The role reversal between Russia and the West becomes ever starker.

During the Cold War the West supposedly stood for international law and human rights. The USSR was supposed to represent the antithesis.

What we now see is the EU proposing to the UN Security Council a Resolution that would permit the European powers to launch military strikes to destroy ships supposedly owned by human traffickers in Libyan ports.

Not only would this violate whatever tattered vestige of sovereignty Libya still has left. Use of military force to destroy ships in this way without any pretense of due legal process is about as gross a violation of the basic legal principles of the presumption of innocence and of the right to trial and due process as it is possible to get.


It has taken Russia — the country always criticised in the West for its supposed lack of conscience, violation of human rights and disrespect for law — to point this out.

Not only has Russia pointed it out, it has made it clear that the proposal is completely unacceptable and that Russia will veto any resolution based upon it.

In the words of Vladimir Chizhov, Russia's ambassador to the EU, "apprehending human traffickers and arresting these vessels is one thing. But destroying them would be going too far." Destruction of ships without a court order and the consent of the host country would amount "to a contravention of the existing norms of international law".

Russia's objections are so obviously correct that the EU has been forced shamefacedly to accept them. Latest reports suggest that the proposal has been dropped and that the EU is now working on a more restricted mandate involving a search and rescue role for Europe's military alongside powers to stop and seize traffickers' boats at sea.

What this episode once again shows is that the popular Western image of Russia as a brutal, lawless place has no truth.

Russia is unaffected by Mediterranean migrant flows. However if it were as indifferent to humanitarian considerations or to the rule of law as is repeatedly said, then it is difficult to see why it would object to the proposal. It is not as if Russia gains anything by doing so.

The reality is that Russia is far from being a country without conscience or one which is indifferent to human rights and to the rule of law. On the contrary Russia's history makes Russia particularly sensitive about these matters.

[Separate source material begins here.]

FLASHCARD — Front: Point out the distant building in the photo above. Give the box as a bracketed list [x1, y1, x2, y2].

By contrast it is Europe that is taking its commitment to human rights and the rule of law increasingly for granted, and is therefore becoming increasingly indifferent to how it violates them.


Comment: Under NATO's leadership human rights are just a cover for war and exploitation. With Russia making the choices necessary to safeguard her rights, and the rights of others, the dynamics on the world stage have utterly changed. To them, Russia truly is the "Evil Empire" that keeps the biggest criminals of the last decade from engaging in the most heinous debauchery imaginable. From the article Political Ponerology: A Science of Evil Applied for Political Purposes:

Imagine - if you can - not having a conscience, none at all, no feelings of guilt or remorse no matter what you do, no limiting sense of concern for the well-being of strangers, friends, or even family members. Imagine no struggles with shame, not a single one in your whole life, no matter what kind of selfish, lazy, harmful, or immoral action you had taken. And pretend that the concept of responsibility is unknown to you, except as a burden others seem to accept without question, like gullible fools.

Knight-Jadczyk expands on that description:

They can imitate feelings, but the only real feelings they seem to have: is a sort of 'predatorial hunger' for what they want. All else - all activity - is subsumed to this drive. In short, the psychopath is a predator. If we think about the interactions of predators with their prey in the animal kingdom, we can come to some idea of what is behind the "mask of sanity" of the psychopath.

This leads us to an important question: what does the psychopath really get from their victims? It's easy to see what they are after when they lie and manipulate for money or material goods or power. But in many instances we can only say that it seems to be that the psychopath enjoys making others suffer.